Trip back to Ipoh

It was sort of a last minute decision to go back to Ipoh to visit my parents and also Kit’s aunties. The reasons are mainly because my dad’s birthday is near, plus Father’s day too, and because Kit has to work in the next few weekends, we decided to go back and wish my dad happy birthday. We also had to deliver some Ogawa massagers to Kit’s aunties, so we are actually killing several birds with one stone.

Ipoh is really a pleasant “city”. The fact that I put the word city in quotation is because I do not really believe Ipoh is a city. It’s really like a big town to me. And what a big town this is! Although it is a rather quiet town and can become quite boring after about one week there, it is really a great place to live once you get past that boredom and found your routine.

For one, the food there is quite good. Next, the traffic is smooth and everything is so near each other. Third, the scenery can be quite nice, and the air quite fresh. And of course, for me, it’s where I grew up and naturally, I had lots of great memories everywhere I go.

Food: I can roughly prepare an itenerary of where to eat when you are in Ipoh. Map to follow once I have them scanned.

Breakfast: you can have dim sum at a few places that is really quite nice. I usually have dim sum at Yoke Fook Mun in Greentown. A lot of people also visit Foh Sun in the town centre but that place can be quite packed.

Lunch: the usual place to go is to old town to have the famous chicken hor fun (kuay teow). The hor fun is very smooth and the broth is simply superb. Besides the chicken hor fun, the kangkung sotong, chee cheong fun, custard and fresh orange juice is also superb.

Tea time: surely the Ipoh white coffee located at old town! This place is not very far away from the hor fun place just now (I will get a map up). The name of the place is Sun Lin Long, a corner shop just at the junction where the 15 storey flat is. You must try the white coffee and the toast. The toasts is so good, so crispy, it almosts melts when you put them in your mouth.

Dinner: surely the Ipoh taugeh chicken. The famous one is Uncle Wong, a corner shop. This place is near the town centre, very nearby the Ipoh police station. The chicken is smooth, the taugeh just superb. You usually eat with hor fun, which again is also very smooth and tasty.

Supper: choice of Woolley located in Ipoh Garden (you can also have dinner there. The curry mee and crab is very good) or if you like “luk-luk” you can eat in the stall in Ipoh Garden as well. The gravy for the luk-luk is superb. I remember going there all the time with friends after giving tuition classes.

That’s about it for a one day eating trip. Oh ya, opposite of Woolley, you will see this one shop selling ice-cream. The name of the shop is Sidewalk. It has been there since my secondary school times and I remember having so much fun there. Meeting girls and dating there. I remember those time, when we were not very rich, the order for a whole watermelon complete with an assortment of ice-cream inside, is a luxury!

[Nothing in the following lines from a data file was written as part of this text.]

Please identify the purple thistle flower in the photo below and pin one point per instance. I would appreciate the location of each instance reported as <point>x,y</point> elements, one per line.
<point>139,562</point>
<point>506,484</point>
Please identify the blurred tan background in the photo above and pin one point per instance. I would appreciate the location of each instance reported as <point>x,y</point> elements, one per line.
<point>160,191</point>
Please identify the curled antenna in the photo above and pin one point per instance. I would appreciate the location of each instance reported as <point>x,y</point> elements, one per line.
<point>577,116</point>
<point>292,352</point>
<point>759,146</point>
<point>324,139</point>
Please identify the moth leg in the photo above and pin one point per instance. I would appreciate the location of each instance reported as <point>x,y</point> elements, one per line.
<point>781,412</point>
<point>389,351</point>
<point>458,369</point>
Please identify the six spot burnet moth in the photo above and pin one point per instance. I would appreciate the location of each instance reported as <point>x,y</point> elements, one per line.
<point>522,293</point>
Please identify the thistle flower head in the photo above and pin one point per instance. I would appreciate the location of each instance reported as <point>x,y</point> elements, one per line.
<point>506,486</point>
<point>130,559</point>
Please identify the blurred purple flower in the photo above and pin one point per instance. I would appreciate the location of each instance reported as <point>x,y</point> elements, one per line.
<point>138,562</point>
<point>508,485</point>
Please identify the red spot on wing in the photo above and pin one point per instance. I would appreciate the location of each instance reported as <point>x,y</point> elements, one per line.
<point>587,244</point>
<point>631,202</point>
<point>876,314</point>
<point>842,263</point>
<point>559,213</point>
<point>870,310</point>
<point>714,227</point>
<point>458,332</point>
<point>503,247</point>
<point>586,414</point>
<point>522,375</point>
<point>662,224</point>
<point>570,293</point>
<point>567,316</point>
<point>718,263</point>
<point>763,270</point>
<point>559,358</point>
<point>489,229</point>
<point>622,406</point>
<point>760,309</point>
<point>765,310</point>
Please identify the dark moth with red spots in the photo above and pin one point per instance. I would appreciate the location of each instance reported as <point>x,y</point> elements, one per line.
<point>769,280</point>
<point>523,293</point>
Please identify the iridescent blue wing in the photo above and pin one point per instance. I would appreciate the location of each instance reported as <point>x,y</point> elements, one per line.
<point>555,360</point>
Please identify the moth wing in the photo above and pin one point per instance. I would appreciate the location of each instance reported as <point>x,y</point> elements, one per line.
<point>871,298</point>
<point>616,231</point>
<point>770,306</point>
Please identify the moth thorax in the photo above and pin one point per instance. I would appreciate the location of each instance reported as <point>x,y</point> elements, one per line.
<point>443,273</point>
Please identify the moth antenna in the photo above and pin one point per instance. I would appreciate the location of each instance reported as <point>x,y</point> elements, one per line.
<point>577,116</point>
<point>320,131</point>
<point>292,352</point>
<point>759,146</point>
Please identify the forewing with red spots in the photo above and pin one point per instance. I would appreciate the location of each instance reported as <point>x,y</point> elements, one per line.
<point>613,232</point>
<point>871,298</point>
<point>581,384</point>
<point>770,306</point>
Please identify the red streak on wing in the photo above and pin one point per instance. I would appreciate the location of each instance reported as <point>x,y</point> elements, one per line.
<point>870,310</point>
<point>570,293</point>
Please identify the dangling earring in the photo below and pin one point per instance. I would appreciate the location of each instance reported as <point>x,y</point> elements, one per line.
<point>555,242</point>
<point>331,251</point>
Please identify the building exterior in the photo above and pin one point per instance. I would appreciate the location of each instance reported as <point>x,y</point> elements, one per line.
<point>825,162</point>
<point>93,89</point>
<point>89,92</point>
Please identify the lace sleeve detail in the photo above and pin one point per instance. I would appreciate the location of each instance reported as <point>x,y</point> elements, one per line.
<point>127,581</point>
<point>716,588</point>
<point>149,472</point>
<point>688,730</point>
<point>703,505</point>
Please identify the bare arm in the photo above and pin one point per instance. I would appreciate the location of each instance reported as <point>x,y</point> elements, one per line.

As Hemmingway wrote about Paris, in A Moveable Feast, where he spent some time, “But this is how Paris was in the early days when we were very poor and very happy”. Whenever I go back to Ipoh and think of all these olden days memories, I will think of this Hemmingway phrase and my heart will feel warmer, and the world is a better place.

Before I leave for today and attend the quarterly Management Committee meeting which can be a really gruelsome event for me, let me quote you this beautiful passage from A Moveable Feast:

“With so many trees in the city, you could see the spring coming each day until a night of warm wind would bring it suddenly in one morning. Sometimes the heavy cold rains would beat it back so that it would seem that it would never come and that you were losing a season out of your life. This was the only truly sad time in Paris because it was unnatural. You expected to be sad in the fall. Part of you died each year when the leaves fell from the tress and their branches were bare against the wind and the cold, wintry light. But you knew there would always be the spring, as you knew the river would flow again after it was frozen. When the cold rains kept on and killed the spring, it was as though a young person had died for no reason.

In those days, though, the spring always came finally but it was frightening that it had nearly failed.”